Malditas lágrimas

Reprimir las lagrimas cuando algo duele mucho no es fácil.

Da igual donde te pille. Trabajo, bus o en tu rincón favorito del sofá. 
A veces una solo necesita un chispazo para que las lágrimas se amontonen en los ojos. 
Y una vez sucede eso, ya no hay fin.
Como aquel anuncio de Pringles, cuando se tienen mil y un pensamientos en la cabeza, ya no se puede parar.
Sean de rabia, frustración, pena o alegría, las lagrimas son así. 

Unas punkis que deciden que la gravedad vale mas que nuestro orgullo y resbalan por las mejillas sin ningún tipo de pudor.

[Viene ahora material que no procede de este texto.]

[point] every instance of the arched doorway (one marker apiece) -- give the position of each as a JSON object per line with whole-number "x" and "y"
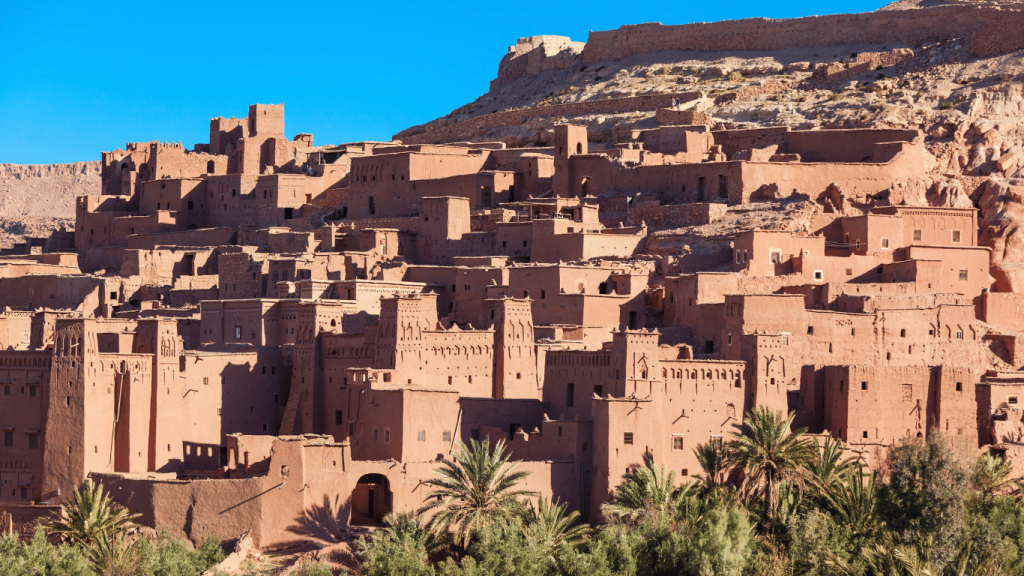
{"x": 371, "y": 500}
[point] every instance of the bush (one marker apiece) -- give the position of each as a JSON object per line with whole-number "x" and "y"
{"x": 308, "y": 568}
{"x": 925, "y": 496}
{"x": 39, "y": 558}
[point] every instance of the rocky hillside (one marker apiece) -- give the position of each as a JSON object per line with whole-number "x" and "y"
{"x": 36, "y": 199}
{"x": 969, "y": 107}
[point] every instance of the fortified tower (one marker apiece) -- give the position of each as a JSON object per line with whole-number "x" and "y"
{"x": 515, "y": 363}
{"x": 634, "y": 356}
{"x": 569, "y": 139}
{"x": 160, "y": 338}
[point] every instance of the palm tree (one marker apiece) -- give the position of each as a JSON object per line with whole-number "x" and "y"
{"x": 548, "y": 523}
{"x": 888, "y": 558}
{"x": 768, "y": 454}
{"x": 113, "y": 554}
{"x": 647, "y": 491}
{"x": 475, "y": 489}
{"x": 991, "y": 474}
{"x": 91, "y": 517}
{"x": 411, "y": 530}
{"x": 854, "y": 501}
{"x": 829, "y": 466}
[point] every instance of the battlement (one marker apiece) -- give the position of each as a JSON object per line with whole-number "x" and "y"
{"x": 989, "y": 30}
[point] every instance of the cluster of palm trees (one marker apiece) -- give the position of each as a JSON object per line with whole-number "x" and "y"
{"x": 765, "y": 472}
{"x": 91, "y": 521}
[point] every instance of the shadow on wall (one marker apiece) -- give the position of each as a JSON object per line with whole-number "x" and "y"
{"x": 369, "y": 503}
{"x": 323, "y": 522}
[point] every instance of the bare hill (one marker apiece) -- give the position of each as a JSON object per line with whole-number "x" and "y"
{"x": 37, "y": 199}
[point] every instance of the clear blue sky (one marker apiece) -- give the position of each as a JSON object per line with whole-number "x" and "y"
{"x": 83, "y": 77}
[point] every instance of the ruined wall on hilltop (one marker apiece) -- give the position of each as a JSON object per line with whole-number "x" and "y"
{"x": 535, "y": 54}
{"x": 989, "y": 31}
{"x": 470, "y": 127}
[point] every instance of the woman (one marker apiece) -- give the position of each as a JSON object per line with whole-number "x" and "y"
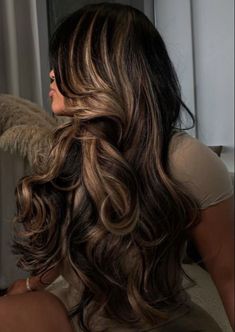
{"x": 123, "y": 191}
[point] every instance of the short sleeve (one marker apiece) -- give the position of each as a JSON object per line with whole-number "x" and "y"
{"x": 199, "y": 170}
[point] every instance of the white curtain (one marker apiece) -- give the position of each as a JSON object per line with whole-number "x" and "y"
{"x": 23, "y": 72}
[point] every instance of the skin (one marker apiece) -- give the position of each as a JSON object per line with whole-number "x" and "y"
{"x": 213, "y": 236}
{"x": 57, "y": 99}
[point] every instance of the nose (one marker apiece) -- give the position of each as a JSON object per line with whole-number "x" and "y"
{"x": 52, "y": 75}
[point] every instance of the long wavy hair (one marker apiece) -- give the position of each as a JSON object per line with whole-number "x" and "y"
{"x": 107, "y": 209}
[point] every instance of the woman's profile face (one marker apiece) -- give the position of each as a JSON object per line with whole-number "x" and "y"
{"x": 57, "y": 99}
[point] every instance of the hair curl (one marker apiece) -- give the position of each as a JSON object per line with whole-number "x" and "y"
{"x": 107, "y": 208}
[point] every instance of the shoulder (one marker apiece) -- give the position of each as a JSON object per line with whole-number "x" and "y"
{"x": 199, "y": 169}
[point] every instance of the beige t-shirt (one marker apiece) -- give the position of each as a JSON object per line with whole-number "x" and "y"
{"x": 199, "y": 169}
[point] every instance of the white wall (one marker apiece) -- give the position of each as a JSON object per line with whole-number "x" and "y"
{"x": 199, "y": 35}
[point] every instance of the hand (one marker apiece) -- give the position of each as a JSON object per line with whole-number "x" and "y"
{"x": 18, "y": 287}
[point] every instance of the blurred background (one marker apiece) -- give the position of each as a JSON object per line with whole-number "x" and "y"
{"x": 199, "y": 35}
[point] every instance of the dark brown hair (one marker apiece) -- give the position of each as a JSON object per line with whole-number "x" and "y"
{"x": 107, "y": 208}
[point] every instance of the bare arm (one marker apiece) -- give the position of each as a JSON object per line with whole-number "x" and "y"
{"x": 214, "y": 238}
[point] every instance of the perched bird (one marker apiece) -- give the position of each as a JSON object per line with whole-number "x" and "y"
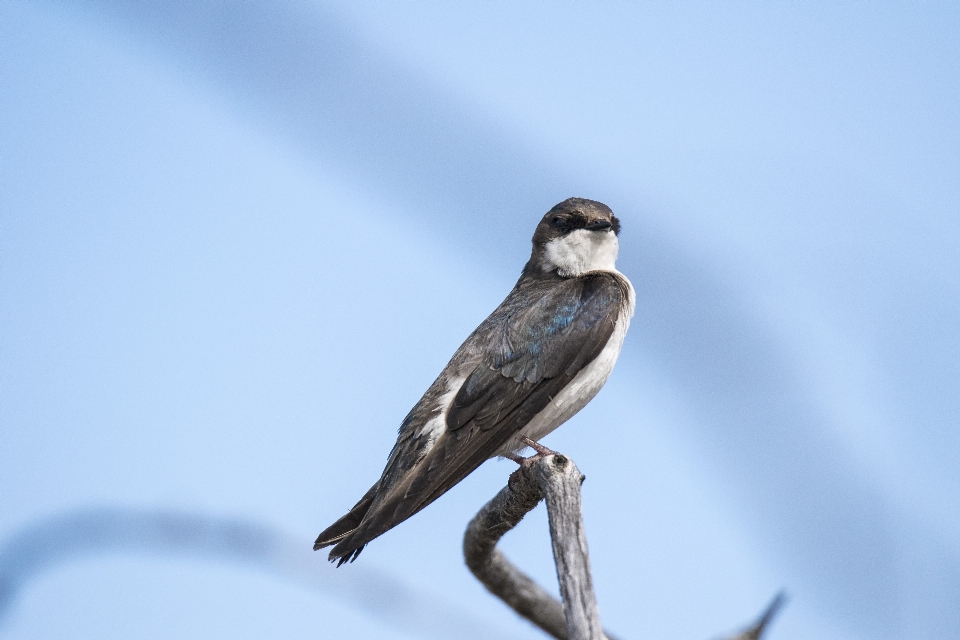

Son unas escandalosas. Enrojecen los ojos y generan un nudo en la garganta que es difícil de disimular.
Y no todos los sitios son buenos para descargar de forma acuosa, esas ideas que retumban incesantes en nuestras inquietas mentes. De hecho, casi ningún lugar es el apropiado.
Supongo que es educacional, pero la mayoría de veces, las lágrimas me transmiten inseguridad. Solo los débiles no son capaces de controlar sus sentimientos y no me gusta sentirme débil.
No me gusta que algunas cosas me puedan y me generen esa rabia e ira incontrolada que rebosa de mi y que va cargada de hormonas incontrolables.

De la misma manera que mi cerebro inhibe ese lagrimeo en la lucha y la huida, debería, si realmente fuéramos tan inteligentes como creemos, reprimir las lágrimas en mis peores momentos emocionales. Así me sentiría mas fuerte y aprendería a llevar mejor las frustraciones.
No es una cuestión de convertirse en un ser frío... en un tempano de hielo. No me gusta la gente que no siente ni padece. No me fío de ella. Hablo de un punto intermedio, de no demostrar tan abiertamente como proceso las cosas. Hablo de que mi interlocutor no sepa si me puede, si me hiere o si me cabrea.
Hablo de guardarme pequeños secretos pues en esta vida no hace falta compartirlo todo y mucho menos, nuestra mierda.